FreeBSD 8.2-RELEASE-p2 + IPMI

I have a SuperMicro 5015M-T 1U server (older PDSMi board built for the Pentium-D) with the AOC-IPMI20-E installed (IPMI 2.0 BMC). It has been running perfectly fine since mid 2006. I first had 6.1 or 6.2-RELEASE running on it back then. And the SuperMicro IPMIView app worked perfectly remotely or on the same subnet. I completely skipped over all of v7 and went to 8.0-RELEASE > 8.1 > 8.2 and all the patches in between the past however many months and didn't check that the IPMI was still working, stupidly.

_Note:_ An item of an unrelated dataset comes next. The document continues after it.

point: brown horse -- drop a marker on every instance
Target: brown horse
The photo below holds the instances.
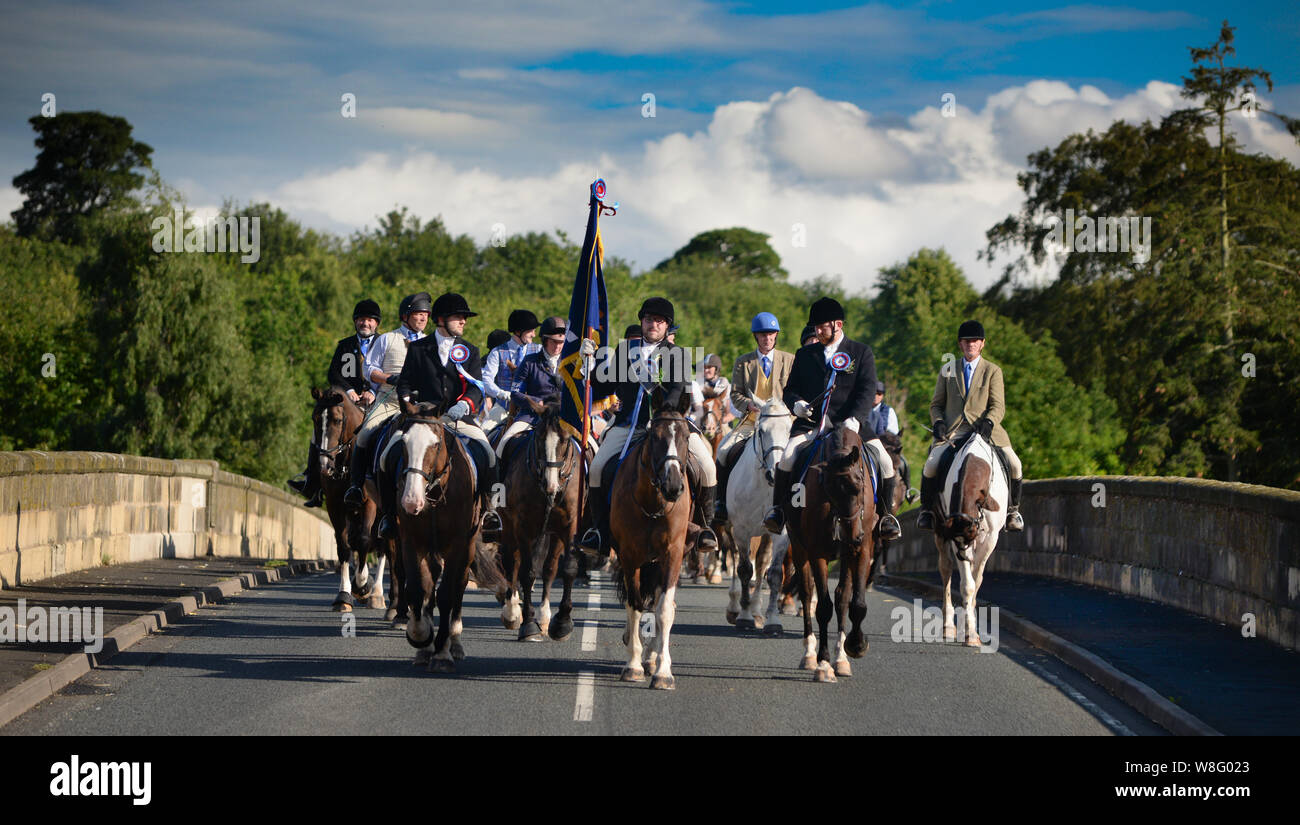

The BMC shares the same MAC, IP address, mask, gateway and interface (em0). This has always worked fine through the various v6 releases. I was debugging today and found that if I cleanly power down the system, I can access the BMC, and then at startup, as soon as the em driver is loaded, I lose communication with the BMC. Even if I set a completely different IP, mask and gateway, still doesn't work, so it's not ARP or a subnet mask issue. When the OS is running and the driver has control of the NIC, all is fail.

IPMItool with the ipmi driver loaded works fine, I can access it from the console, but that does me no good remotely if the OS isn't responding.

So is this a bug with the em driver? I searched the forum and only found references to Broadcom driver/IPMI issues.
 
Hi g0098,

I have the same problem with FreeBSD 8.2 and a BMC on an Intel 82873 NIC. My setup is a little different from yours because the BMC has different MAC/IP than the host (I had tu use eeupdate.exe in DOS to acheive that).

When the "em" driver loads, the BMC is still responding to ipmiping. BUT as soon as I set an IP address (or DHCP) to the NIC, the BMC stop responding. I have to power off the system and disconnect the power cable to get the BMC work again.

Rafael.
 
The primary NIC in my box is an 82573E and the secondary, which I not using, is an 82573L. So I assume it's not NIC revision related, but driver related. I've also tried to do a BMC cold and warm reset from ipmitool on the console, but that didn't help. It's probably just a lost cause.
 
You can download the em driver provided by Intel and patch/install/configure it :

http://downloadcenter.intel.com/Detail_Desc.aspx?lang=eng&changeLang=true&DwnldId=17509

Code:
bash# tar xzf em-7.1.7.tar.gz
bash# patch -p0 <<_EOF
--- em-7.1.7/src/if_em.c 2011-09-15 17:00:56.000000000 +0200
+++ em-7.1.7/src/if_em.disable_crc_stripping.c 2011-09-15 17:00:42.000000000 +0200
@@ -334,6 +334,12 @@
 #define CSUM_TSO 0
 #endif
 
+static int em_disable_crc_stripping = 0;
+TUNABLE_INT("hw.em.disable_crc_stripping", &em_disable_crc_stripping);
+
+SYSCTL_NODE(_hw, OID_AUTO, em, CTLFLAG_RD, 0, "EM driver parameters");
+SYSCTL_INT(_hw_em, OID_AUTO, disable_crc_stripping, CTLFLAG_RD, &em_disable_crc_stripping, 0, "Disable CRC Stripping");
+
 static int em_tx_int_delay_dflt = EM_TICKS_TO_USECS(EM_TIDV);
 static int em_rx_int_delay_dflt = EM_TICKS_TO_USECS(EM_RDTR);
 TUNABLE_INT("hw.em.tx_int_delay", &em_tx_int_delay_dflt);
@@ -4152,7 +4158,8 @@
 	    (hw->mac.mc_filter_type << E1000_RCTL_MO_SHIFT);
 
         /* Strip the CRC */
-        rctl |= E1000_RCTL_SECRC;
+        if (!em_disable_crc_stripping)
+            rctl |= E1000_RCTL_SECRC;
 
         /* Make sure VLAN Filters are off */
         rctl &= ~E1000_RCTL_VFE;
_EOF
bash# cd em-7.1.7/src/
bash# make
bash# make install
bash# echo "if_em_load=\"YES\"" >> /boot/loader.conf
bash# echo "hw.em.disable_crc_stripping=\"1\"" >> /boot/loader.conf
bash# shutdown -r now

It should fix the issue
 
It would be great if you could get this patch committed. Unfortunately, I cannot risk taking this machine down as it's a few hours drive.. and without the IPMI working, I'd be screwed.
 
No, I did not try to implement this patch, nor did I mark this thread as solved. The machine I'm running is critical to my network and must be operational. Hopefully your patch is committed and will come down via freebsd-update at some point. Crossing fingers.